Almost half the members of Australia's parliament signed a letter to the Democrat-dominated US Congress appealing for help repatriating the lone Australian terror suspect held at Guantanamo Bay, officials said yesterday.
The letter faxed to US House of Representatives Speaker Nancy Pelosi asking for Congress to intervene to ensure that former kangaroo skinner David Hicks is not tried by a military commission at the US naval base in Cuba was signed by 96 senators and mem-bers of the Australian House of Representatives, opposition parties said. There are a total of 226 members in the federal parliament.
The only member of Prime Minister John Howard's center-right government to sign the letter was Barnaby Joyce, a maverick senator from the junior coalition partner, the Nationals party.

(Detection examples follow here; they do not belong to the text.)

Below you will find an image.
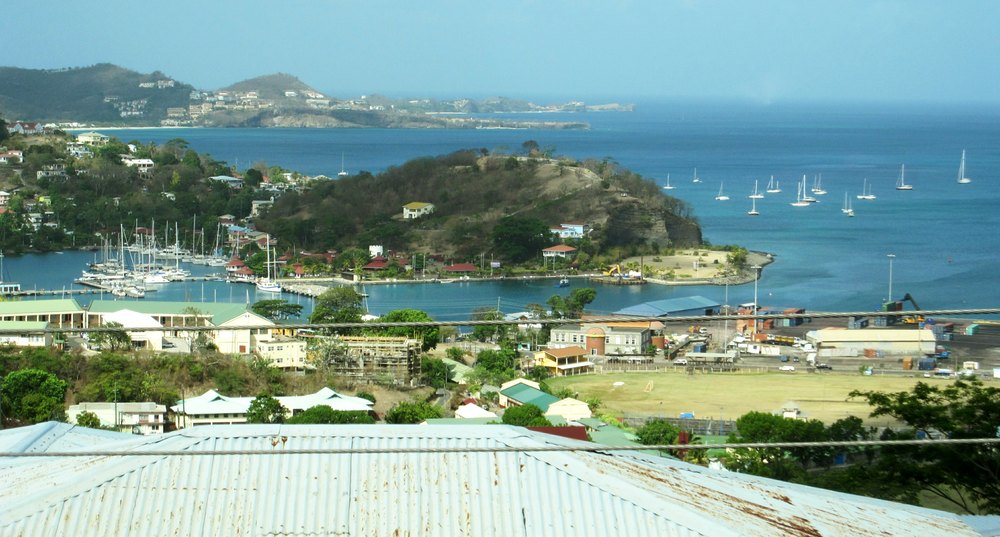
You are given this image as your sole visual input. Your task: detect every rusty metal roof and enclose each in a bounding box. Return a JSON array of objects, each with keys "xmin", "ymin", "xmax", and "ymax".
[{"xmin": 0, "ymin": 425, "xmax": 977, "ymax": 537}]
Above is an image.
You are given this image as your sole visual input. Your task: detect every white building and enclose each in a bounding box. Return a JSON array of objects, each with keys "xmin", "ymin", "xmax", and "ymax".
[
  {"xmin": 0, "ymin": 321, "xmax": 52, "ymax": 347},
  {"xmin": 403, "ymin": 201, "xmax": 434, "ymax": 220},
  {"xmin": 254, "ymin": 335, "xmax": 313, "ymax": 370},
  {"xmin": 170, "ymin": 388, "xmax": 373, "ymax": 428},
  {"xmin": 66, "ymin": 401, "xmax": 167, "ymax": 435},
  {"xmin": 101, "ymin": 309, "xmax": 163, "ymax": 351}
]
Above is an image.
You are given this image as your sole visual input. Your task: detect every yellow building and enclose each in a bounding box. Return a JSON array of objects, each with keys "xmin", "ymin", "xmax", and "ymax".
[{"xmin": 535, "ymin": 347, "xmax": 594, "ymax": 377}]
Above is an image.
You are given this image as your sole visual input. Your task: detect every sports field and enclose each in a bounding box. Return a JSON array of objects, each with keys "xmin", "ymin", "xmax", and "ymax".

Joyce said that "heaps" of others within the government supported the letter's objectives, but for political reasons they refused to sign it.
"From the public's point of view, it's becoming a majority [opinion] ... that this process turns judicial principle on its head," Joyce said.
Lyn Allison, leader of the Australian Democrats minor opposition party, said she was disappointed that all but one member of the government refused to sign.
"It would have been a more powerful letter had they signed, of course, but it's nonetheless a very significant demonstration of the depth of feeling in the Australian Parliament on this issue,'' Allison later told Australian Broadcasting Corp radio.
"As members of the Australian parliament, we believe that the denial of justice in David Hicks' case erodes the values and principles shared by Australia and the United States," she said.
The Democrats co-wrote the letter with the major opposition Labor Party. The letter was also supported by the Greens party and independents.
Congress confirmed Pelosi's receipt of the letter, a Labor official said yesterday.
The letter suggests Congress pass a resolution insisting that the 31-year-old alleged Taliban fighter be immediately repatriated to stand trial in Australia.
Failing repatriation, the law-makers request Hicks "be immediately put to trial before a properly constituted US criminal court."
Hicks has been held at the US military prison in Guantanamo since January 2002, a month after he was detained in Afghanistan. His lawyers say he is suffering from depression and ill health because of the conditions of his incarceration.